Kemudian diperkuat lagi pada era kerajaan Demak sekitar abad ke 15 yaitu syair Sunan Kalijaga yang dilagukan dengan alunan gending. Syair-syair Sunan Kalijaga diantaranya adalah Ilir-ilir, Gundul pacul yang dibacakan dengan alunan musik gending atau bonang yang berupa tembang.
Selanjutnya budaya tembang dan musik yang dinyanyikan para sinden bisa dilestarikan ketika digelar pertunjukan wayang. Semua bait-bait yang dinyanyikan para sinden berupa syair-syair indah yang berisi kata-kata tentang puji-pujian dan juga mantra yang mengandung daya mistis.
Budaya musik dan sinden yang melengkapi pertunjukan wayang tetap bertahan selama ratusan tahun dan bisa lestari sampai sekarang. Hal ini membuktikan bahwa musikalisasi puisi bukanlah hal yang baru bagi bangsa Indonesia khususnya dipulau Jawa sebagai penduduk terbanyak.
Pada tahun 40-an, musikalisasi puisi modern mulai berkembang ditengah masa penjajahan Belanda.
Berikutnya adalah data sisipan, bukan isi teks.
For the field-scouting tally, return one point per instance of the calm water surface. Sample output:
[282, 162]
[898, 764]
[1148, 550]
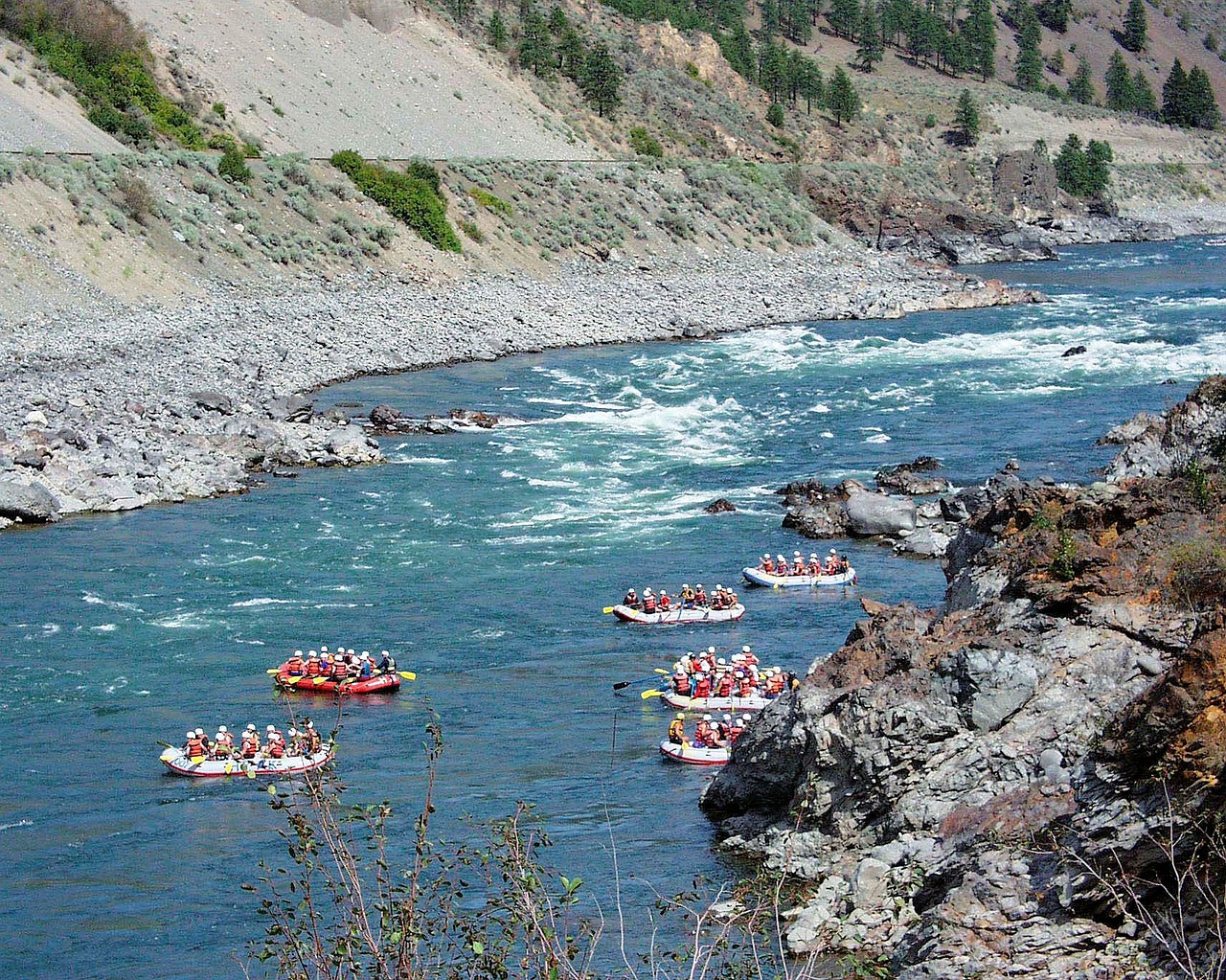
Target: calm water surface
[483, 560]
Kala itu seorang pengubah lagu Cornel Simanjuntak mencoba memasukkan puisi-puisi karya Sanusi Pane kedalam musikalisasi puisi dan menghasilkan beberapa karya musik seriosa.
Perkembangan selanjutnya terjadi pada tahun 60-an, ketika pemusik yang bernama FX Soetopo mencoba puisi karya penyair Kirdjomulyo dan melantunkannya kedalam musik puisi. Dari kolaborasi tersebut memang bisa menghasilkan puisi dan lagu indah, namun kurang populer.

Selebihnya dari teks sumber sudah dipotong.